Peristiwa terjadi sekitar pukul 01.30 WIB. Air dengan cepat masuk ke kawasan permukiman dan mencapai puncaknya sekitar pukul 02.00 WIB. Warga yang sebagian masih terjaga segera menyelamatkan diri ke lokasi yang lebih tinggi. 

Ketua RW 26, Sigit Wardoyo, mengatakan banjir datang secara tiba-tiba setelah tanggul yang sebelumnya sempat mengalami kerusakan kembali jebol. 

“Tadi malam banjir datang sekitar pukul 01.30 WIB. Untungnya masih ada warga yang terjaga. Ternyata tanggul yang kemarin sempat jebol itu kembali jebol. Kami langsung mengevakuasi warga ke masjid yang posisinya lebih tinggi untuk pengungsian sementara,” ujar Sigit kepada Diswayjateng.id di lokasi kejadian, Senin pagi. 

Ia menjelaskan, aparat kelurahan dan kecamatan langsung turun ke lokasi pada malam kejadian untuk melakukan pengecekan. 

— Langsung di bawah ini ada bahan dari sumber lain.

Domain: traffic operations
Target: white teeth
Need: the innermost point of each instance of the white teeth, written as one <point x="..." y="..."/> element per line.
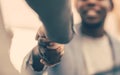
<point x="91" y="13"/>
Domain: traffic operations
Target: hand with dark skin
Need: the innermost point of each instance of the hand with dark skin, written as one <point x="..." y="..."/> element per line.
<point x="46" y="52"/>
<point x="56" y="15"/>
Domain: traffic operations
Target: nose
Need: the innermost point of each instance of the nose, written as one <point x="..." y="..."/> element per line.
<point x="91" y="3"/>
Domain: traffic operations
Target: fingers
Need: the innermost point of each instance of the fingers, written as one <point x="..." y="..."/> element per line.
<point x="40" y="33"/>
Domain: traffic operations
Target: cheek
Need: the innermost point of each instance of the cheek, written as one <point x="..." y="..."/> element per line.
<point x="106" y="5"/>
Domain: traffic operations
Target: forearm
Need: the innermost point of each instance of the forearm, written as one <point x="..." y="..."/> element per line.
<point x="56" y="16"/>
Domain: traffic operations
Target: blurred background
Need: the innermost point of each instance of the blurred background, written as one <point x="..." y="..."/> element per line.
<point x="20" y="24"/>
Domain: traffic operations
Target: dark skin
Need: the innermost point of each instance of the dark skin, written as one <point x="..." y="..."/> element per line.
<point x="93" y="14"/>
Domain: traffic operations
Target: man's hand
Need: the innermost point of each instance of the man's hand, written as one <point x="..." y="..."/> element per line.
<point x="50" y="51"/>
<point x="56" y="15"/>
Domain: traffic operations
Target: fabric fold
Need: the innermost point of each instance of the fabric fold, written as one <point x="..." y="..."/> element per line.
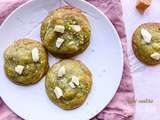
<point x="119" y="108"/>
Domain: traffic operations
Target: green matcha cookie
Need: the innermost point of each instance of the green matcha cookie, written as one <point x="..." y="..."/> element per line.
<point x="68" y="83"/>
<point x="146" y="43"/>
<point x="65" y="32"/>
<point x="26" y="62"/>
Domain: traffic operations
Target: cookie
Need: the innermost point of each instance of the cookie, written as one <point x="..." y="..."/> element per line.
<point x="146" y="43"/>
<point x="68" y="83"/>
<point x="65" y="32"/>
<point x="26" y="62"/>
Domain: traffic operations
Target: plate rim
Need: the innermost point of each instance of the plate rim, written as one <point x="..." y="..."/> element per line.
<point x="109" y="22"/>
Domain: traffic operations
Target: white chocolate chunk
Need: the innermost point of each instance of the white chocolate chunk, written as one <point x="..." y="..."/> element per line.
<point x="19" y="69"/>
<point x="61" y="71"/>
<point x="35" y="54"/>
<point x="59" y="28"/>
<point x="59" y="42"/>
<point x="155" y="56"/>
<point x="146" y="35"/>
<point x="71" y="84"/>
<point x="58" y="92"/>
<point x="75" y="80"/>
<point x="76" y="28"/>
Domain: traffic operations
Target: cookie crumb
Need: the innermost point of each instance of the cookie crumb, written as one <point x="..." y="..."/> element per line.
<point x="142" y="5"/>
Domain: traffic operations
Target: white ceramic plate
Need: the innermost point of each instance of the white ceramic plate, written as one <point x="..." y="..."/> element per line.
<point x="104" y="58"/>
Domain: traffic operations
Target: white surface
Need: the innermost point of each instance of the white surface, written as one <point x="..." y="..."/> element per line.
<point x="32" y="102"/>
<point x="146" y="79"/>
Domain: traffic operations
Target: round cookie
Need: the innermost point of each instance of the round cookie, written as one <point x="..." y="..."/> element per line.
<point x="68" y="83"/>
<point x="146" y="43"/>
<point x="65" y="32"/>
<point x="26" y="62"/>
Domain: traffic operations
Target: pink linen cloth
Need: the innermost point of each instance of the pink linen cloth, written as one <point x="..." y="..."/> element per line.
<point x="119" y="108"/>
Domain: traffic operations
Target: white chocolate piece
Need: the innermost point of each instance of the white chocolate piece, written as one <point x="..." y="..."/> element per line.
<point x="58" y="92"/>
<point x="76" y="28"/>
<point x="35" y="54"/>
<point x="59" y="28"/>
<point x="19" y="69"/>
<point x="155" y="56"/>
<point x="59" y="42"/>
<point x="146" y="35"/>
<point x="75" y="80"/>
<point x="61" y="71"/>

“Tadi malam Pak Lurah dan Pak Camat sudah turun mengecek kondisi. Pagi ini penanganan akan segera dilakukan, terutama untuk perbaikan tanggul yang jebol,” katanya. 

Sebagian warga RW 26 terpaksa mengungsi ke masjid setempat yang berada di area lebih tinggi. Hingga Senin pagi, tidak dilaporkan adanya korban jiwa dalam peristiwa tersebut.

Sigit menyebut banjir kali ini menjadi yang terparah dalam tiga tahun terakhir. 

“Tahun ini baru pertama. Yang paling parah sebelumnya terjadi 6 Januari 2023. Waktu itu sampai ada korban meninggal. Alhamdulillah, untuk kejadian sekarang tidak ada korban,” ungkapnya. 

Pantauan di lapangan pada Senin pagi menunjukkan warga mulai membersihkan sisa lumpur yang mengendap di dalam rumah dan jalan lingkungan. Perabotan rumah tangga dijemur, sementara sejumlah warga bergotong royong memperbaiki fasilitas yang terdampak. 

Selain di kawasan Meteseh, hujan lebat juga menyebabkan genangan di jalur nasional Kaligawe, salah satu akses utama di Kota Semarang. Sejumlah titik dilaporkan kembali terendam, memicu perlambatan arus lalu lintas pada jam sibuk pagi hari.